HB : L’art est un défouloir pour celui qui produit, et pour celui qui regarde et qui comprend aussi… c’est une porte ouverte sur la réalité concrète, une porte sur l’imaginaire. L’œuvre d’art est totalement différente des objets qui existent, c’est une porte ouverte sur autre chose, et cette autre chose est à définir, et chacun va le définir en fonction de sa propre sensibilité, de son vécu, de ce qui lui plait. L’art est un exutoire, une soupape aussi. Je dirai que l’art soigne les sociétés malades. On a besoin ici d’un art qui soigne, d’un art qui fasse réfléchir. Au début l’art n’était pas là pour soigner, mais pour accompagner la religion. Par exemple, dans les maisons populaires, on a des croix, des peintures de Jésus. L’image religieuse dans les milieux populaires c’est ta première expérience de l’art, les premières statues, qui m’ont fait flipper d’ailleurs, s étaient dans les églises. C’était Jésus, David, celui qui pique le diable noir, et ces sculptures sont peintes, après quand tu étudies tu découvres que les statues gréco-romaines étaient blanches, et maintenant on sait qu’au départ, les sculptures gréco-romaines étaient elles aussi peintes, c’étaient des sculptures populaires… Ici on aime tout colorier, tout recouvrir, ça embellit tout pour nous, peindre, recouvrir la misère. La couleur recycle, la couleur donne un autre sens, elle a ce pouvoir-là. A quoi ça sert l’art ? Cela dépend de la société dans laquelle on se trouve, pour les sociétés policées, comme l’Europe, le nord, l’art n’a pas à soigner ou pas, pour eux l’art n’est pas ontologique, c’est plutôt, un questionnement financier, un questionnement purement plastique, cet art-là s’intéresse à la forme, au cout. Mais dans les sociétés malades, qui ont une histoire chaotique, ou traversent la guerre, l’œuvre a un sens profond qui dépasse le sens esthétique. La sculpture allemande, par exemple est très forte, car ils ont un poids sur leur tête, leur art parle directement de l’homme, car ils ont connu tout cela, comme nous ici avec le volcan. Là où tu as le volcan, là où ça explose ,tu as de peuples résilients, tu es confronté à la mort, le japonais par exemple ils affrontent la mort en permanence, ils développement cette sensibilité
MDS : Parle nous de ton processus de création et de ta pièce «Composition tellurique», dans l’exposition « de feu et de pluie »

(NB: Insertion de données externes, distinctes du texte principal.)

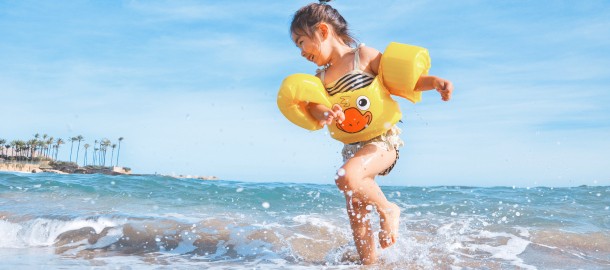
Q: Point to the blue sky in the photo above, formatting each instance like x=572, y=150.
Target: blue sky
x=191, y=86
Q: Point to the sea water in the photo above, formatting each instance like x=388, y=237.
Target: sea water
x=51, y=221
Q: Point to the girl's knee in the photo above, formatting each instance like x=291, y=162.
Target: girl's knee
x=347, y=180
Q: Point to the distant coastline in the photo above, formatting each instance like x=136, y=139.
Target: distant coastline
x=72, y=168
x=60, y=168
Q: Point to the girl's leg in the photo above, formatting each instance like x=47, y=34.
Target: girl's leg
x=361, y=230
x=358, y=183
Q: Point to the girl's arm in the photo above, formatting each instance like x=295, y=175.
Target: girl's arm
x=325, y=115
x=444, y=87
x=371, y=58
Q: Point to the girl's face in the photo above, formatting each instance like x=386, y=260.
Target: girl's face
x=311, y=47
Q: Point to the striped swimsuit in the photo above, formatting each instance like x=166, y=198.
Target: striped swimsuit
x=354, y=80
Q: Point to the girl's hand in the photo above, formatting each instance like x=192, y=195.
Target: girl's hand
x=334, y=114
x=325, y=115
x=444, y=87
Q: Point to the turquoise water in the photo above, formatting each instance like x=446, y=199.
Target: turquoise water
x=144, y=222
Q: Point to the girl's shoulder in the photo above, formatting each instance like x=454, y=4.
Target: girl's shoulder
x=370, y=58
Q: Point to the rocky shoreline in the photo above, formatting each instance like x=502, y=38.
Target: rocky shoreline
x=72, y=168
x=61, y=168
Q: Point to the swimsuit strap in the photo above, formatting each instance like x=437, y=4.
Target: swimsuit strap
x=356, y=52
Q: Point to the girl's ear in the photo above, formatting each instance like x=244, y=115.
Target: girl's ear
x=324, y=31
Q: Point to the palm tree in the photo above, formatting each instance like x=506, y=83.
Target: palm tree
x=104, y=146
x=72, y=140
x=31, y=145
x=96, y=159
x=50, y=142
x=112, y=156
x=95, y=153
x=79, y=138
x=2, y=142
x=118, y=151
x=58, y=143
x=86, y=146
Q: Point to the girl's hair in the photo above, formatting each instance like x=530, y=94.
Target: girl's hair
x=308, y=17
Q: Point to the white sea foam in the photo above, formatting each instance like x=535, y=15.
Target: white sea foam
x=43, y=232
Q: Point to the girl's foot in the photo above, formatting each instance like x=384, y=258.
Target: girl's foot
x=390, y=218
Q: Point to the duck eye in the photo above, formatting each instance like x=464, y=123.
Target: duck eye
x=363, y=103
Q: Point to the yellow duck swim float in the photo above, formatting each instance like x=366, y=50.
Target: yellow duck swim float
x=369, y=111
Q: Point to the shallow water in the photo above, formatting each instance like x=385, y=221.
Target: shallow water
x=143, y=222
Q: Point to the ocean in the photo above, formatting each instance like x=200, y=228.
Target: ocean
x=52, y=221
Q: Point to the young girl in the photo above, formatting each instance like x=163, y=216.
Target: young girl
x=322, y=35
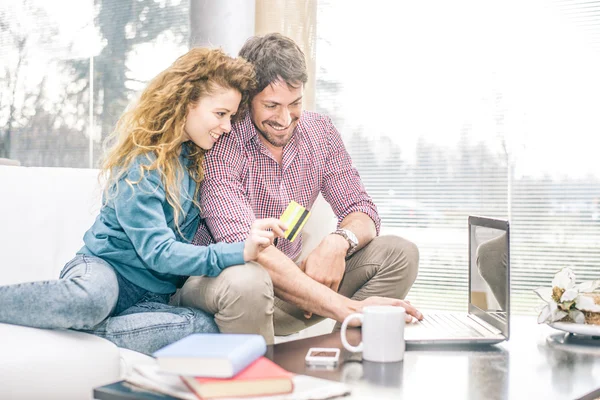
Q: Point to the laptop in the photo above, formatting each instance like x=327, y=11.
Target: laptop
x=488, y=317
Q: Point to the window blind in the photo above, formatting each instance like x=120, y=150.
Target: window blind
x=472, y=109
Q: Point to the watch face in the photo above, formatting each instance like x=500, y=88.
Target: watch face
x=352, y=237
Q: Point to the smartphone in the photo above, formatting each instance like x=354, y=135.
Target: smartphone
x=322, y=357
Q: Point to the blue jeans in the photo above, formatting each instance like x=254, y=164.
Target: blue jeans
x=91, y=297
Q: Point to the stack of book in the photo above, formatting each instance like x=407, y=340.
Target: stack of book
x=208, y=366
x=215, y=366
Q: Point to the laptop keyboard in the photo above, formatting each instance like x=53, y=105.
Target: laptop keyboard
x=448, y=325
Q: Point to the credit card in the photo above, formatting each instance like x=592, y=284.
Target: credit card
x=294, y=216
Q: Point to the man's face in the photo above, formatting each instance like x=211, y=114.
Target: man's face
x=276, y=111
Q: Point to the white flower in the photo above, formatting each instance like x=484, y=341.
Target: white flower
x=564, y=279
x=569, y=295
x=563, y=298
x=550, y=313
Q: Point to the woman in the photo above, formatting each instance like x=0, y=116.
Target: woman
x=139, y=249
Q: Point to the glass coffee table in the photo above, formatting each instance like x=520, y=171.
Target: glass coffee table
x=537, y=363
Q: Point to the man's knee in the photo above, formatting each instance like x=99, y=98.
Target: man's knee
x=248, y=285
x=401, y=255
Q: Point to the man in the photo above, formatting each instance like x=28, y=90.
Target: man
x=276, y=154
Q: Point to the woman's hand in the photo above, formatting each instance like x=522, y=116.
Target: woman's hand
x=262, y=234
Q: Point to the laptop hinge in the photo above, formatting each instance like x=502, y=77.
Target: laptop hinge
x=484, y=324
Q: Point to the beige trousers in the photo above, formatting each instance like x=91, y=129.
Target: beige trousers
x=242, y=300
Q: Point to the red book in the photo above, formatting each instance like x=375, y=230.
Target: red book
x=261, y=378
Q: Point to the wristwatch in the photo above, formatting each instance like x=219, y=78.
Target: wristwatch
x=350, y=238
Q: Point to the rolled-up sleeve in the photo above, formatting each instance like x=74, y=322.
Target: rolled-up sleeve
x=139, y=210
x=342, y=187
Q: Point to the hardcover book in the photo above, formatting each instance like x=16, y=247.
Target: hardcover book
x=219, y=355
x=262, y=378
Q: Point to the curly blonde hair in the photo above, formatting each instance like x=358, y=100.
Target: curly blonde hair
x=154, y=126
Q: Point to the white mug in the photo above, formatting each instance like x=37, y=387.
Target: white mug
x=382, y=333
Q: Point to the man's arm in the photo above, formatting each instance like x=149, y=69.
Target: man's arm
x=297, y=288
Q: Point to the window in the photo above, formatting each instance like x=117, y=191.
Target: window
x=51, y=112
x=461, y=108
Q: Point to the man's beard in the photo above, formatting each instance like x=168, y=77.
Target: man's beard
x=273, y=140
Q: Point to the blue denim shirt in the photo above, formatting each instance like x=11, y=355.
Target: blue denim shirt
x=136, y=234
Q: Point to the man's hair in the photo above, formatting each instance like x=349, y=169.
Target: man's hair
x=275, y=57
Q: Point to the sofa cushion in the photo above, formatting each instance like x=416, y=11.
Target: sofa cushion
x=54, y=364
x=44, y=213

HB :Cette sculpture a au départ déjà des couleurs précises : blanc, noir, rouge, gris, il y a donc à la dichotomie circulaire blanc-noir (qui était le titre d’une de mes pièces anciennes), et le rouge qui interroge, le rouge qui est le même, pour tous. Vous avez beau être normé par une couleur, le sang est le même.
Il y a un lien avec la dimension géologique du pays, la tectonique des plaques bien entendu, mais aussi la forme colonnaire, qui exprime pour moi l’ascension de la matière dans le cône du volcan lors des éruptions. Et cette colonne est couturée. Je reprends ici mon premier travail artistique, « le chaudron », une œuvre qui m’a marqué et qui a inspiré d’autres artistes aussi. « Composition tellurique » est couturée , « le chaudron » était cintré, attaché. Dans la » Composition » j’ai utilisé des points de suture, je pensais à un fil. C’est vraiment de la couture, comme j’avais fait pour « résilience », une de mes cartes de Martinique, en résine, que j’avais carrément cousu, rouge-blanc-noir, c’était le cas aussi d’une autre pièce, le « carcan cellulaire » qui était un clin d’œil aux carcans d’Anicet. Anicet avait fait une série de carcans : c’étaient des peintures où il avait fait des gens marchant avec cette pièce, ça tendait vers l’abstraction, mais le symbole était le carcan. Et j’avais repris cela dans une de mes cartes de Martinique
« Composition tellurique » est une pièce abstraite, c’est le lieu lui-même qui lui amène des sens, et c’est bien ce jeu avec le lieu qui me plait dans l’art, c’est subtile, le lieu apporte des nuances de sens, par exemple dans « Armatures », ma pièce dans les jardins de la Fondation, c était important que la sculpture soit très verticale, car je tenais à montrer les hommes et femmes de ce lieu comme des gens débout malgré tout ce qu’ils ont pu souffrir et dans « composition tellurique » la couture est importante, elle indique que nous sommes liés, soit par le rouge (le sang ) soit par la couture. Je veux dire qu’on soit blanc ou noir, on est liés.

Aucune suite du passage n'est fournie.